5. **Cross-PR** (batch) -- individual records, no duplicates?

Present report. Resolve failures interactively.

**Done when:** PASS or all failures resolved.

---

## STEP 8: SAVE TO LOG (MUST)

**8.1** Build: `cd scripts/reviews && npx tsc 2>&1 | tail -5` (fail -- manual
JSONL fallback). **8.2** Write JSONL (source of truth). See REFERENCE.md: JSONL
Record Schemas. Include `process_feedback` from Step 9. **8.3** Append markdown
to `docs/AI_REVIEW_LEARNINGS_LOG.md`. **8.4** Sync:

```bash
npm run reviews:sync -- --apply
cd scripts/reviews && npx tsx write-invocation.ts --data '...'
```

**Done when:** JSONL written, markdown appended, sync succeeded.

---

## STEP 9: SUPPRESSIONS + LEARNING + CLOSURE (MUST)

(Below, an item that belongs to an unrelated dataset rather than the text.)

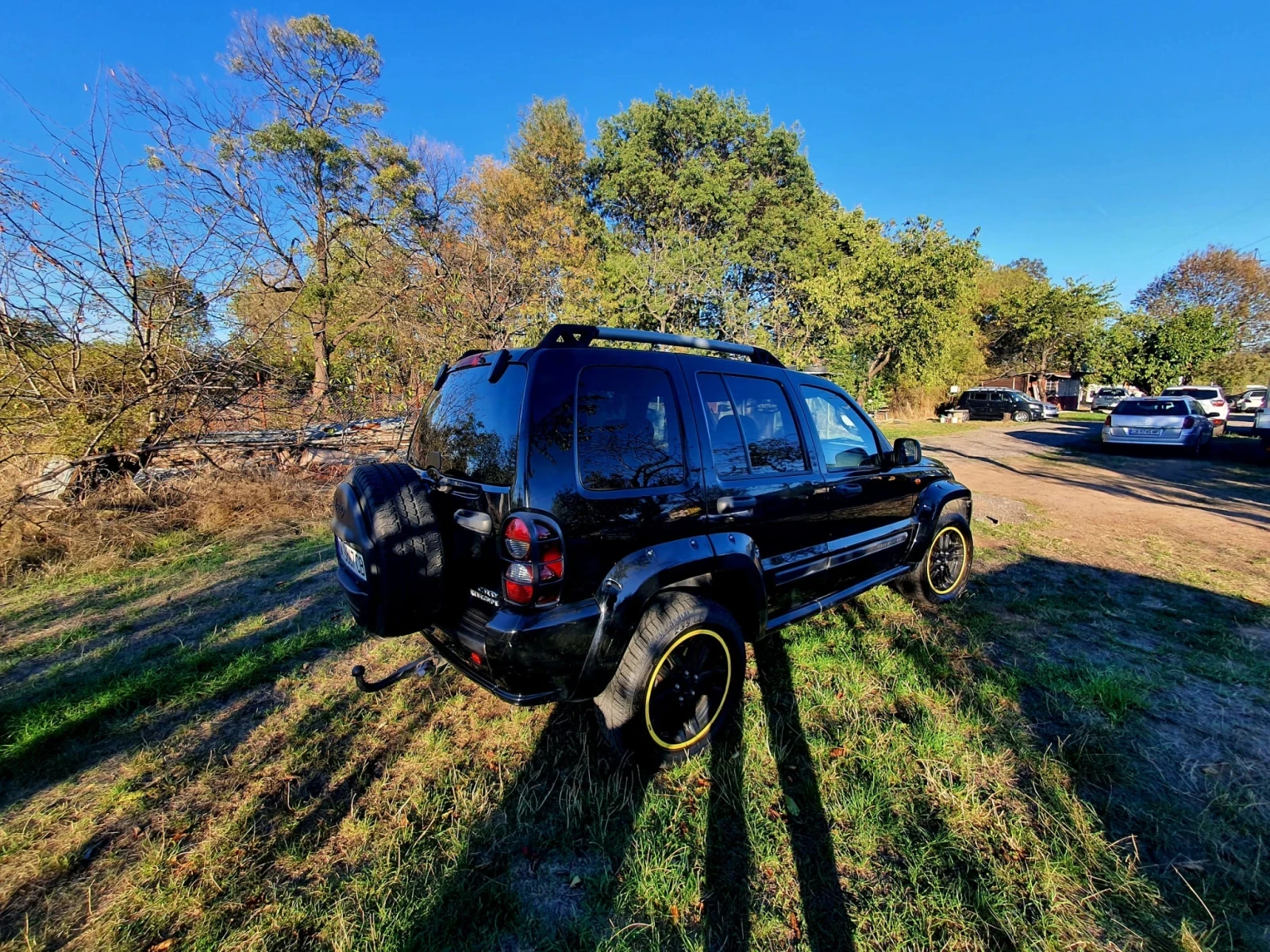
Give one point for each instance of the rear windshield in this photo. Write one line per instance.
(1153, 408)
(474, 425)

**Suppressions** (SHOULD): Items rejected 2+ times -- add to
`.gemini/styleguide.md` "Do NOT Flag" + mirror `.qodo/pr-agent.toml`. Skip if no
rejections.

**Learning:** Auto-generate 2-3 insights, save to `learnings` JSONL. Ask "Any
observations?" Save to `process_feedback`. On next startup: surface prior
learnings.

**Cross-skill:** If action items modified pre-push checks: update `/pr-review`.
If hook abuse found: run `/alerts`. See REFERENCE.md: Cross-Skill Integration.

```
PR #NNN Retro Complete
Findings: N | Action items: M (K implemented, J deferred)
Artifacts: retros.jsonl, learnings log, suppressions
Verification: M stored | K passed | J flagged
Next: /pr-retro for more missing retros
```

**Done when:** Closure summary displayed.

---

## COMPACTION RESILIENCE

> See REFERENCE.md for state file schema.

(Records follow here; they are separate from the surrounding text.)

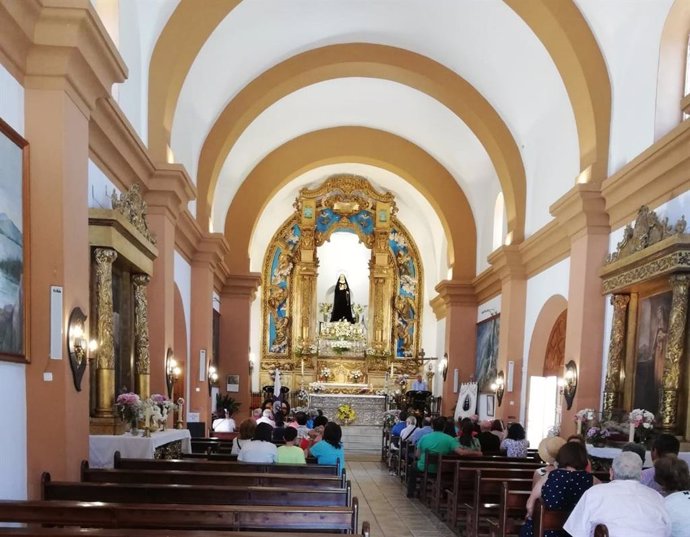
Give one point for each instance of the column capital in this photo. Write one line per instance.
(582, 211)
(242, 285)
(169, 190)
(58, 44)
(507, 263)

- **State file:** `.claude/state/task-pr-retro.state.json`
- **Update:** After PR selection, each finding decision, action item approval
- **Resume:** `--resume` reads state, skips completed findings
- **Pause:** "pause" at any prompt -- saves state, prints progress, exits

## GUARD RAILS

- **No data:** Zero rounds after Step 2 -- "Skip? [Y/n]"
- **Conflicts:** Markdown vs JSONL disagree -- flag both, user picks
- **Large retros:** >15 findings -- Low batched (Step 4)
- **Save-and-resume:** "pause" at any prompt saves and exits

---

## Version History

| Version | Date       | Description                                                                                        |
| ------- | ---------- | -------------------------------------------------------------------------------------------------- |
| 4.8     | 2026-03-18 | Step 6: Require functional verify commands, not grep-based string checks. Good/bad examples added. |
| 4.7     | 2026-03-18 | Audit v2: 33 decisions. Renumber, reorder save-after-impl, extract to REF.                         |
| 4.6     | 2026-03-18 | Deliverable verification via convergence-loop.                                                     |
| 4.5     | 2026-03-18 | Hook health enrichment.                                                                            |
| 4.4     | 2026-03-13 | Review-metrics enrichment.                                                                         |
| 4.3     | 2026-03-13 | Pattern recurrence auto-escalation.                                                                |
| 4.2     | 2026-03-11 | Implementation hard gate.                                                                          |
| 4.0     | 2026-03-06 | Major rewrite: interactive walkthrough, batch, verification.                                       |

> Older history in [ARCHIVE.md](ARCHIVE.md).